I also think others might have alternative ideas about these descriptors or the bands I’m open to explore other thoughts too.
Thanks for the post.
Personally, my main desire/request would be for scoring *not* to factor in value for money.
If reviewers simply rate on the basis of taste, then buyers can decide whether it’s worth paying, say, the extra £50 to buy a 7/10 bottle rather than a 6/10 bottle.
James, if I can jump in here: Malt is written by and aimed at whisky consumers. Part of the problem with professional reviewers is that they don’t pay for the samples they get, so they don’t ever feel the pain of an overpriced, underperforming dram. That’s great for them, but it means their experience is very different from that of your everyday whisky drinker. We aim to be maximally useful to the person standing in front of the store shelf, phone in hand, trying to decide whether to pay their own hard-earned money for a given bottle. If you see a positive (< 5/10) score from us, you can rest assured that a reviewer thought the whisky was good enough to shell out for themselves. I understand and respect that everyone has a different budget, but if you're the type of person who is so well off that they can buy any whisky regardless of price, you're probably drinking better drams than the majority of what we review, anyway. Hope this helps clarify our thinking on the matter? Cheers.
Thanks for the reply, Taylor.
I’m not sure if I’ve understood you correctly. You say, ‘We aim to be maximally useful to the person standing in front of the store shelf, phone in hand, trying to decide whether to pay their own hard-earned money for a given bottle’. Which is great. Often, however, when reviewers factor in value for money, it’s not very helpful. Or at least it doesn’t seem very helpful to me.
Suppose a reviewer gives a Deanston 12 a score of 7/10 because he thinks it’s great value for money, but gives a Deanston 18 a score of 6/10 because, although he prefers it, he doesn’t think it’s as good value for money. I don’t personally find that very useful to me when I’m trying to decide whether it’s worth shelling out the extra £30 for the 18 yo. (I’m certainly not the kind of guy for whom budget doesn’t matter.) I can’t even determine which whisky the reviewer would prefer to have if he was offered both free of charge. If, however, the reviewer simply reviews both whiskies on the basis of nose, palate, etc., and gives, say, the 12 yo a 6/10 and the 18 yo a 7/10, then I can decide whether I think it’s worth paying the extra, say, £30 for what’s only a slight improvement in quality.

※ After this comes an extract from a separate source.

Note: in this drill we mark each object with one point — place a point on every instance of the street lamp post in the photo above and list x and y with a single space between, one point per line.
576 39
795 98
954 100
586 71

I think you’re disagreeing with that, but can’t quite tell.
James thanks for your comments.
As a whisky consumer I do find it difficult to score without thinking about what the bottle price means to me. Not everyone has the same budget as me, and to be honest my whisky budget varies throughout the year. But unless a tasting is truly blind it’s almost impossible to be swayed to some extent.
When it comes to scoring though I think about the price in relation to other products as much as in relation to any specific budget.
I think we tend to amend scores by exception. But hopefully by being complete transparent when we do you can deduce the unadulterated score.
Thanks for the reply, Graham. Yes, that’s true. If reviewers are explicit–e.g., ‘I knocked a point off for the price’–, then the unadulterated score can be backed out, which is helpful. Thanks, James.
The scoring scale is one of the things I like about Malt. I use the descriptions in the explanation page when scoring in my own notes (I have conversion factors for putting these on Whiskybase). I definitely think price and expectation are inextricably linked if it is whisky you yourself have paid for, and this should factor into a review, and mentioned in the text.
I have bought bottles on the strength of a 5 or 6 review on here. Ailsa Bay 1.2 Sweet Smoke springs to mind. Scored at 5, it was clear from the description that it’d be a hit with me as I’m a sucker for that kind of sweet meets peat whisky. That was indeed the case; my palate scores it a point higher. It has its flaws but at under £50 it met my needs and provided decent value.